Here is the background, we have a solution file (a.sln) which contains 2 projects (service.csproj & client.csproj). There is another old solution file (b.sln) which contains 3 projects (service.csproj, client.csproj & test.csproj). We dont use this solution file and the test project too.
We use NANT script for compilation. Within NANT we use the <exec> task
which calls the "devenv.com" to compile the solution files. I was trying to make some changes to the build script (generating the proxy for the service on the fly during build), so for this I was
trying to compile the service.csproj file alone.
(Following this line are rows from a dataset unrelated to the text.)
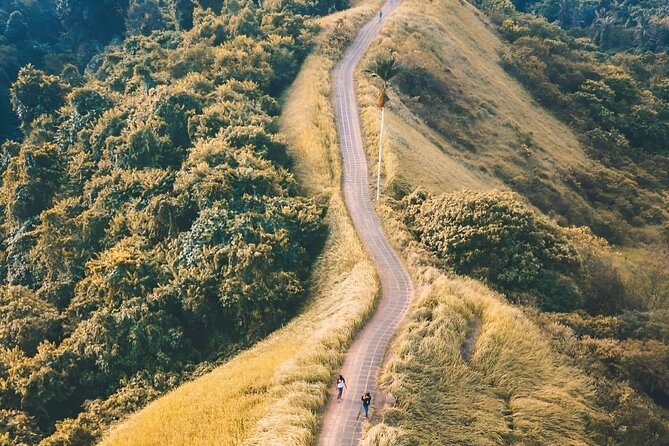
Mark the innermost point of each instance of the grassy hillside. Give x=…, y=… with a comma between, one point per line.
x=470, y=369
x=458, y=120
x=273, y=393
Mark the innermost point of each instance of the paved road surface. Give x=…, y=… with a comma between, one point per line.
x=343, y=420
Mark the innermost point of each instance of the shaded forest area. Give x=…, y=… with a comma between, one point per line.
x=150, y=224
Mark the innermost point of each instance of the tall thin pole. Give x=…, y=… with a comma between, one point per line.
x=378, y=168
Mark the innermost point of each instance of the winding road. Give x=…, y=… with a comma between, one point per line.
x=343, y=421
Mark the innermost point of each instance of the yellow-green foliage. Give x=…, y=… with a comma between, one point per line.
x=470, y=369
x=273, y=393
x=457, y=120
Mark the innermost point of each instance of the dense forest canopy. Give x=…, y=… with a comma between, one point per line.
x=149, y=221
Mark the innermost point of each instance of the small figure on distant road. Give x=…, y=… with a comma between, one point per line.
x=341, y=383
x=366, y=401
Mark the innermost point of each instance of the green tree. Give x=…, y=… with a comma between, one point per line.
x=492, y=236
x=35, y=93
x=383, y=68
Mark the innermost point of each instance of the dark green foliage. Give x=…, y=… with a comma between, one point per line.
x=149, y=220
x=31, y=180
x=493, y=237
x=34, y=93
x=26, y=320
x=626, y=355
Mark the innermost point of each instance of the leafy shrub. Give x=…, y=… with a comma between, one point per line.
x=493, y=237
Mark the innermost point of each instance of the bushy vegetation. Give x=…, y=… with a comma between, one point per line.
x=470, y=369
x=148, y=217
x=626, y=356
x=602, y=67
x=492, y=236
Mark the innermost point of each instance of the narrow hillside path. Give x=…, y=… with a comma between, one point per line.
x=343, y=420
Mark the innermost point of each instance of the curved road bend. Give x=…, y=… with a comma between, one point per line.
x=343, y=421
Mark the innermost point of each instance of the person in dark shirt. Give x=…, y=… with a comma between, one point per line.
x=366, y=401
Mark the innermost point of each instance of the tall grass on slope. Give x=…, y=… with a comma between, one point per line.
x=456, y=118
x=470, y=369
x=274, y=393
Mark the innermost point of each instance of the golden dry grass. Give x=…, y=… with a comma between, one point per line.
x=450, y=40
x=274, y=392
x=513, y=389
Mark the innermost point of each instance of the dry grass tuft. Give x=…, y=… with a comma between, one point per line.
x=513, y=390
x=470, y=120
x=273, y=393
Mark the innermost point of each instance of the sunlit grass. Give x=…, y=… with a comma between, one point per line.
x=274, y=393
x=512, y=389
x=450, y=40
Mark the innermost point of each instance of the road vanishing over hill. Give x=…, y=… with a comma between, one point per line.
x=343, y=421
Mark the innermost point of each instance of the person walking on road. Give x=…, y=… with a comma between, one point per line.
x=341, y=384
x=366, y=401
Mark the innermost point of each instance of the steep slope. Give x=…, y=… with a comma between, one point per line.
x=459, y=120
x=468, y=367
x=272, y=393
x=471, y=117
I updated the NANT script as shown below:
<exec program="${visualstudio.install.dir}\devenv.com" commandline=""${base.dir}\Service.csproj" /rebuild ${config}" failonerror="true" />
But when the above line is executed it compiles (in the following order)
a. client.csproj
b. service.csproj
c. test.csproj
The service.csproj does not have any project references to the client and test project.
I broke my head to find what exactly is happening and how the client/test projects are getting compiled.
This is what I found, we have the following folder structure:
MyFolder ->
-> Service
service.csproj
b.sln
-> Client
client.csproj
-> Test
test.csproj
a.sln
Since b.sln was obsolete and not used it was in the MyFolder -> Service folder (same folder as the service.csproj file). (Developers are so bad with this in my new company that they dont delete unused files and just keep renaming it as _old.)
The devnenv.com was somehow taking the project files from the b.sln file and compiling them. I deleted the b.sln file and the script compiles the service.csproj without any issues.But when the service.csproj and b.sln are in the same folder visual studio (devenv.com) tries to compile all the 3 projects mentioned within the
solution file.
Anyone have any idea on what is happening?